Conversion of sunlight into useful forms of energy through photovoltaics is one of the most viable and attractive alternative to address the global concerns of energy supply. In this respect, development of new organic materials for organic photovoltaics (OPV) as well as (opto)electronic applications has been an important and rapidly emerging area of research.
Among the many classes of light harvesting (LH) materials, Π -conjugated organic small molecules, dyes and pigments have garnered great attention with regard to their high absorption cross-section, facile optical and redox tunability, synthetic versatility, high charge carrier mobilities, low-cost and the possibility of their roll-to-roll processibility. Along these lines, research in our group will be aimed at developing new LH systems based on Π -conjugated molecules/dyes for (opto)electronic applications along the following themes:
1. Donor-acceptor (D-A) systems (in configurations such as D-A-D, A-D-A, D-A-A etc.) for efficient photoinduced electron transfer (PET). Major emphasis will be given on their photophysics, charge carrier mobilities and electronic properties in order to assess their suitability in photoconduction for OPV devices.

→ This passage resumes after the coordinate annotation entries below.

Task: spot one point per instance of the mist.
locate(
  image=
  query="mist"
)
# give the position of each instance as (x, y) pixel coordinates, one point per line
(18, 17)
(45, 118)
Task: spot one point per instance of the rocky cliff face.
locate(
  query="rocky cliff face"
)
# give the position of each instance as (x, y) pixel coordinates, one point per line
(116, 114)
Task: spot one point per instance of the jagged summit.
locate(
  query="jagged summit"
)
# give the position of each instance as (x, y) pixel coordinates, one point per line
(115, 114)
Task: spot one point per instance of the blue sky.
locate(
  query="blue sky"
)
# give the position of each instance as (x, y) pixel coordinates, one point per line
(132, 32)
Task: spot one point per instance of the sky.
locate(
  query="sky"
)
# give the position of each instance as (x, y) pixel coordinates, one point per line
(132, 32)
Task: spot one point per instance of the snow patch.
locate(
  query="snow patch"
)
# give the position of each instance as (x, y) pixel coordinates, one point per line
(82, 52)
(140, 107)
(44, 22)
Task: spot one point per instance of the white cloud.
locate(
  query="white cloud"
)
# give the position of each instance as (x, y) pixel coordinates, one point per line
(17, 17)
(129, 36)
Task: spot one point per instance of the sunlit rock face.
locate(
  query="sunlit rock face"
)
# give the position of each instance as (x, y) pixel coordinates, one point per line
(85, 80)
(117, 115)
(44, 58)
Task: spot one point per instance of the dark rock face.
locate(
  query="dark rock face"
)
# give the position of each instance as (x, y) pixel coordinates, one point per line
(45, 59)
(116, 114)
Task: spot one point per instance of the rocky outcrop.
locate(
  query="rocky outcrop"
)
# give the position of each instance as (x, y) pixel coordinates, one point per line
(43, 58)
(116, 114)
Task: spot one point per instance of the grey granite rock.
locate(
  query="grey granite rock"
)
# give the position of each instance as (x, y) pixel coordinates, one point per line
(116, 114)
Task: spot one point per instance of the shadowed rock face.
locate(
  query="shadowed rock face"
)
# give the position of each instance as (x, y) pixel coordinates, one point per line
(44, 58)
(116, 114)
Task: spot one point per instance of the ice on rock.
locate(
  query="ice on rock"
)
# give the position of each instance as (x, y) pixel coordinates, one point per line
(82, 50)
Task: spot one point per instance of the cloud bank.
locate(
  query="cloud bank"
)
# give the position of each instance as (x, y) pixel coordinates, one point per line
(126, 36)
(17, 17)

2. Covalently connected multichromophoric systems (based on squaraine, DPP, rylenes, BODIPY, isoindigo and few other classes of molecules with complementary absorption) with the aim of achieving efficient Förster resonance energy transfer (FRET). Design strategies would involve the use of dendritic structures where different chromophores can be positioned with favorable orientations for FRET. Eventual aim would be to achieve enhanced OPV performances compared to conventional donor-acceptor blends.
3. Covalently connected D-A systems with variable spacer unit(s) will be designed for twisted intramolecular charge transfer (TICT), aggregate induced emission (AIE) and/or thermally activated delayed fluorescence (TADF). Fundamental structure-property relationships of these materials will be deduced through structural and optical characterization. Eventually, the application of some of the screened materials in fabrication of organic light emitting diodes (OLEDs) will be explored.
4. FRET and PET properties will be tuned based on DFT computed optical properties of separate donor (energy/electron) and acceptor (energy/electron) units and this will form the basis for the synthesis of new LH materials. In order to understand the dynamics of various photophysical processes, ultrafast spectroscopic studies would be performed in collaboration.
Research in our group will involve extensive organic synthesis and structural characterization of new molecules/materials. Furthermore, the work will involve theoretical DFT and TD-DFT calculations, cyclic voltammetry, optical spectroscopy such as UV/Vis, fluorescence, emission lifetimes, fluorescence anisotropy, temperature dependence and internal quantum efficiency (IQE) measurements.